Police have said they believe a single group is responsible. They have been carrying out raids on individuals involved in the attack. Three police officers have been killed trying to track down the perpetrators.
The pope spoke about the attacks in his traditional Easter message to the world. “I wish to express my affectionate closeness to the Christian community, hit while it was gathered in prayer, and to all the victims of such cruel violence,” he said.
The Catholic archbishop of Colombo, Cardinal Malcolm Ranjith, called on the government to track down the attackers and “punish them mercilessly because only animals can behave like that.”
An attack on churches during Easter Sunday mass is one of the most deliberately provocative acts imaginable. The Islamic State believed that part of its mission was to provoke Christians to lead a European “crusader” army to invade Syria. Its slick, professional-looking propaganda magazine, Dabiq, was named after the location it believed this European army would attack. The magazine’s first article outlined the terrorists’ vision of end-time events. An army of Muslims from Medina would defeat the Europeans. “Then they will conquer Constantinople” (now Istanbul, the former capital of Turkey). The article said that in the ensuing struggle, Jesus would descend from heaven and lead the Islamic armies to victory.

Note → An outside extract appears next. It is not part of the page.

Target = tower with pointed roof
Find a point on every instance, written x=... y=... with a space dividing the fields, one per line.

Because of this vision, the Islamic State continually threatened Europe and Christians. It regularly claimed to be plotting an attack on the Vatican and the pope.
There are early indications that the Sri Lankan attackers had some links to the Islamic State, and we’ll learn more in the days ahead. But this idea of provoking a clash with Christianity stretches beyond just the Islamic State.
The Bible also forecasts such a clash.
Daniel 11:40-45 describe an end-time clash between “the king of the south” and “the king of the north”—referring to radical Islam led by Iran, and a European power led by Germany. In 1998, Trumpet editor in chief Gerald Flurry wrote in an article titled “The King of the South”: “The stage is being set for an Islamic group of nations to be led by Iran as the prophesied king of the south, which will push at the king of the north, the European Union. Iran has a foreign policy with a lot of ‘push.’”
We’re seeing a growing number of Islamist groups eager to push at Christianity, and especially the Catholic Church, centered in Rome. The terrible attacks in Sri Lanka are the latest example of this.